Advanced Devices & Sustainable Energy Laboratory (ADSEL) at VT focuses on novel device architectures and electronic materials for future applications in optoelectronics and quantum electronics. At ADSEL, the research emphasis is on developing strained germanium (Ge)/InGaAs based co-integrated CMOS transistor for "enhancement" and "replacement" in future information processing systems and diverse materials growth for energy efficient nanoelectronics. The strain and bandgap engineered group IV based materials (i.e., Ge, GeSn) and large bandgap III-V compound semiconductors offer a unique combination for electronics and photonics. We are also interested in adding new functionalities on Si chip by investigating the Ge/InGa(Al)As based transistors and a new generation energy-efficient tunnel transistors. In every device architecture, superior device-quality materials with high carrier lifetime, low defect density, abrupt heterointerface, low surface roughness, materials compatibility, and avoiding cross-contamination of atomic species are essential. This can be achieved by establishing novel group III-V and group-IV materials growth capabilities, detailed materials analysis, new device structures to discover new physical mechanisms and innovative materials and device integration strategies for incorporation of different semiconductors and device types onto Si process technology or a common substrate platform.

ADSEL's research also focuses on quantum dots and quantum-well device architectures for quantum information processing system.
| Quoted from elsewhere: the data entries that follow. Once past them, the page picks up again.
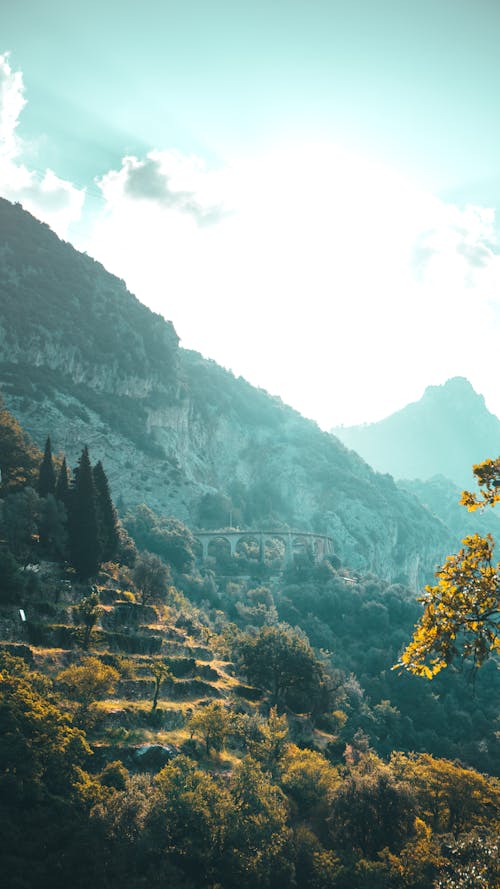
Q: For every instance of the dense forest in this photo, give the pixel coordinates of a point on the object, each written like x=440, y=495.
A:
x=235, y=723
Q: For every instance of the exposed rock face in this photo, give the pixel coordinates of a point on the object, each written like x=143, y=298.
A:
x=444, y=433
x=82, y=360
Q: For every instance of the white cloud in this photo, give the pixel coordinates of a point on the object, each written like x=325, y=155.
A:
x=326, y=278
x=46, y=195
x=333, y=282
x=166, y=179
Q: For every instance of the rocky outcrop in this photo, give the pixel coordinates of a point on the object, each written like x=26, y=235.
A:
x=85, y=362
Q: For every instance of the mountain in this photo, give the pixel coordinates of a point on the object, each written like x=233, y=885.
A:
x=444, y=433
x=82, y=360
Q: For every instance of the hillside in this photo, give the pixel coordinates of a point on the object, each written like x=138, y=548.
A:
x=444, y=433
x=82, y=360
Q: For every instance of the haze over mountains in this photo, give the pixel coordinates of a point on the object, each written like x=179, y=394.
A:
x=83, y=360
x=444, y=433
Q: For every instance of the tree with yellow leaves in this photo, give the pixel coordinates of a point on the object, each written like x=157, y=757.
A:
x=462, y=611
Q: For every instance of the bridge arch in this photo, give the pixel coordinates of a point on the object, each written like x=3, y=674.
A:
x=288, y=542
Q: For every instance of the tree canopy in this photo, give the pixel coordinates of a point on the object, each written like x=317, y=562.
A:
x=462, y=611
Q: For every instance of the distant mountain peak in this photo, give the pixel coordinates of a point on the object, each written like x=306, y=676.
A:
x=455, y=387
x=445, y=432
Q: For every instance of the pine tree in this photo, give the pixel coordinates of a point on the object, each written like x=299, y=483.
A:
x=84, y=545
x=47, y=475
x=107, y=518
x=62, y=484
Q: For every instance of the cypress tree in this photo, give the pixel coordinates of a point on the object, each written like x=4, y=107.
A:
x=47, y=475
x=62, y=484
x=84, y=545
x=107, y=518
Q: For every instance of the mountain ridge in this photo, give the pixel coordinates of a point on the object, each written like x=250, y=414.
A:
x=443, y=433
x=83, y=360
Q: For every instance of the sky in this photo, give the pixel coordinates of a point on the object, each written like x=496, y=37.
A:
x=308, y=189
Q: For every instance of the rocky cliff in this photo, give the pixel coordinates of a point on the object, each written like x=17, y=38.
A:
x=82, y=360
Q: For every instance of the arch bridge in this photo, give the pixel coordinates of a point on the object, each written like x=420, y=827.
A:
x=319, y=545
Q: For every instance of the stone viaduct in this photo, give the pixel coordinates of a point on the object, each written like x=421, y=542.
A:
x=319, y=545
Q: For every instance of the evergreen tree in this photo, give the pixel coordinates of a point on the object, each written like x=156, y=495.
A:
x=106, y=515
x=62, y=484
x=84, y=545
x=47, y=475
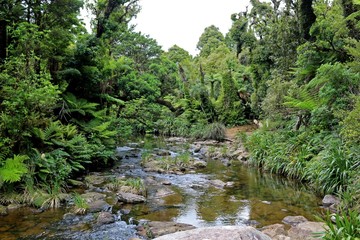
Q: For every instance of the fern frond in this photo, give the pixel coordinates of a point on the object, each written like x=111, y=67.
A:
x=13, y=169
x=79, y=105
x=112, y=99
x=305, y=101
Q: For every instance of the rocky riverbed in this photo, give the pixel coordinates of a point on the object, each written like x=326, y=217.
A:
x=159, y=187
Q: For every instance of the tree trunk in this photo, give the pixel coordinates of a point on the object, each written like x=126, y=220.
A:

Our goal is to help the technology achieve its promise by expanding the material options and exploring new device architectures and their innovative integration strategies on flexible substrate.

Our in-situ state-of-the-art electronic materials growth capability utilizes separate molecular beam epitaxy (MBE) growth chambers for group IV (Ge, GeSn) and group III-V compounds, connected via ultra-high vacuum transfer chamber. This capability enables us to grow the best possible heterointerfaces of 6 Å abruptness through precise atomic level growth control and avoid cross-contamination of sources.

This research program is interdisciplinary in nature emphasizing on building strong collaborations and networks with device physicists, material science experts, circuit designers, process engineers and transport theorists.